Android 4.4 encrypted backup problem (Invalid password or master key checksum)

[jflaflamme]

Hello.

I have an issue with abe.jar, when I try to extract an encrypted backup with the correct password. (the password is working with adb restore )

GOOD PASSWORD ERROR MESSAGE

Strong AES encryption enabled
Magic: ANDROID BACKUP
Version: 1
Compressed: 1
Algorithm: AES-256
….
Caused by: java.lang.RuntimeException: java.lang.IllegalStateException: Invalid password or master key checksum.

BAD PASSWORD ERROR MESSAGE

Strong AES encryption enabled
Magic: ANDROID BACKUP
Version: 1
Compressed: 1
Algorithm: AES-256
….
Caused by: javax.crypto.BadPaddingException: Given final block not properly padded

Thank you for your help

[nelenkov]

This is the result of the change described here: http://android-developers.blogspot.jp/2013/12/changes-to-secretkeyfactory-api-in.html

and can be probably treated as an Android bug, because restoring backups made with 4.3 will most likely fail on 4.4. File one at http://b.android.com if you can confirm this.

The fix is to replace PBEParametersGenerator.PKCS5PasswordToBytes(pwArray) in AndroidBackup.java:413 with PBEParametersGenerator.PKCS5PasswordToUTF8Bytes(pwArray). There probably needs to be some flag to switch behaviour for 4.4 and prior versions.

[jflaflamme]

Totally corrected the problem and I can access my files with your tool. Thank you for this quick answer.

[nelenkov]

Glad it works for you, but let's not close this just yet. I'll have to figure out how fix this properly. Maybe try the second variant if checksum checking fails and only throw an exception if both fail?

[nelenkov]

unpack will now try both variants. When targeting KitKat you need to use pack-kk for packing, otherwise restore will fail.

[lilvalo]

What changes do you have to make in the Perl code to accomplish the same thing?

Also is it possible you can compile a new .jar with the changes and upload it please?

[nelenkov]

IIRC, Perl's PBKDF2 code is actually in C and does not support UTF-8 to start with. The C code needs to be modified to use UTF, to be compatible with current 4.4.

I don't distribute a JAR, please compile from source.

[lilvalo]

I can't for the life of me figure out how to compile it using Eclipse, which is what you suggest.

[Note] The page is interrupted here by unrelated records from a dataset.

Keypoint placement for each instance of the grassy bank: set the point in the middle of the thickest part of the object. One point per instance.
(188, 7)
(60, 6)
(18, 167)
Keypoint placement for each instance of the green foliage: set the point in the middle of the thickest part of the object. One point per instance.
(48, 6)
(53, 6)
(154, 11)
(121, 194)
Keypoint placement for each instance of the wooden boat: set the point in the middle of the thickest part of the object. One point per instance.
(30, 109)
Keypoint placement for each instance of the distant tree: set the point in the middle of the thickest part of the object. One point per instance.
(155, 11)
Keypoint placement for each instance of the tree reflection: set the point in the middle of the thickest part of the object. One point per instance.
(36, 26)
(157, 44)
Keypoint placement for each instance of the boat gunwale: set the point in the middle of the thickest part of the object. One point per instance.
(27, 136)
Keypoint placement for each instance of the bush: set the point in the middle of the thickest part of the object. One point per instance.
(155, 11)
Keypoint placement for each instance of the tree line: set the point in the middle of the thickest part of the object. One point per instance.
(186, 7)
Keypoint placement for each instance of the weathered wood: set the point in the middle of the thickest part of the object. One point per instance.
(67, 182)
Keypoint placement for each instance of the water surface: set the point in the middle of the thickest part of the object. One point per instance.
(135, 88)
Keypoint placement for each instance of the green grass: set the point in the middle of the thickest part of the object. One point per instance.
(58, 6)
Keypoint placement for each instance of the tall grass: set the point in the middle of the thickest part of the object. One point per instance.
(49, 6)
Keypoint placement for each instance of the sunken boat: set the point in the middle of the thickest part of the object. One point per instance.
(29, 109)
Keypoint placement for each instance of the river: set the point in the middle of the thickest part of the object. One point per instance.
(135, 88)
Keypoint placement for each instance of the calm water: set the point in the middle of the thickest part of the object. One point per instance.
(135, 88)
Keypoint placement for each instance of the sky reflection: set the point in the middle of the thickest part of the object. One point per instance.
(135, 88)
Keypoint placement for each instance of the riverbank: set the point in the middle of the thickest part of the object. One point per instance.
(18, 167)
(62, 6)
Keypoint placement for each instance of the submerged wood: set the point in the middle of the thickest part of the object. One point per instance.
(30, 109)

I can get 2 class files if I compile it with javac, but then get an error. If it's suppose to work with compiling with javac, can you let me know and I'll continue trying to figure out what's causing the errors when I attempt to run it.

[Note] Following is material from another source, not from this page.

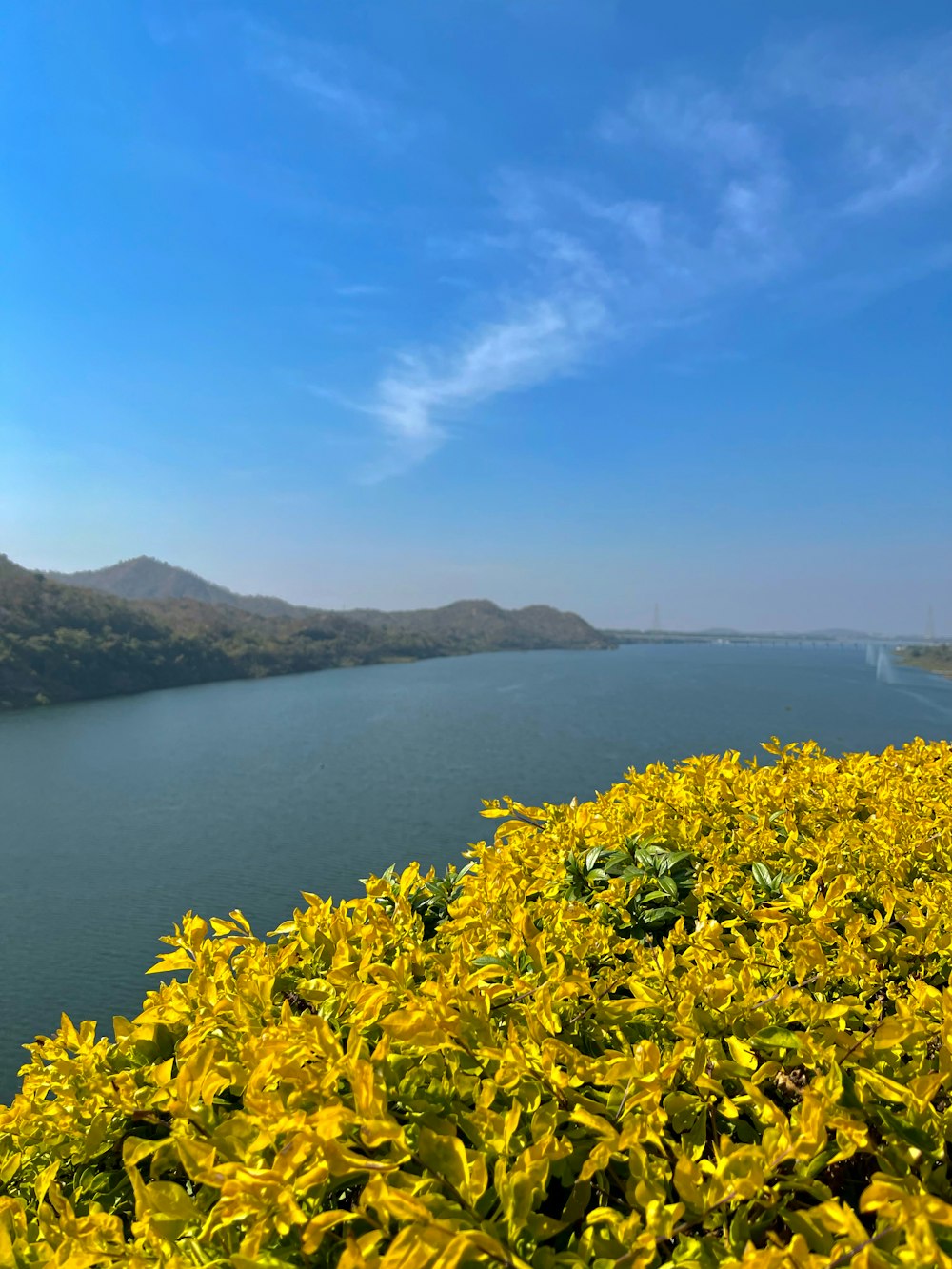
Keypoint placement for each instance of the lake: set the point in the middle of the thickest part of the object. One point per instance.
(116, 816)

If not can you point me somewhere that would help me with getting it compiled in Eclipse please?

Thanks

[lilvalo]

Firstly download the source from HERE and not from the sourceforge, their zip file of the src is horribly out of date.
Secondly the javac works, just copy the .class files to the bin folder and use the abe.sh file.
Thirdly I'll attempt to try it in Eclipse given now that I realized I was looking at code from sf and reading comments on here based on the code here.

[nelenkov]

Nothing special required, just add a recent BouncyCastle jar. You can also use Ant, there is a build.xml file included. If you compile directly with javac, you need to set the classpath accordingly, and include the BouncyCastle jar.

[nelenkov]

Yet, git clone this repository to get latest code. I am not responsible for any other distributions, and have no idea what state they are in.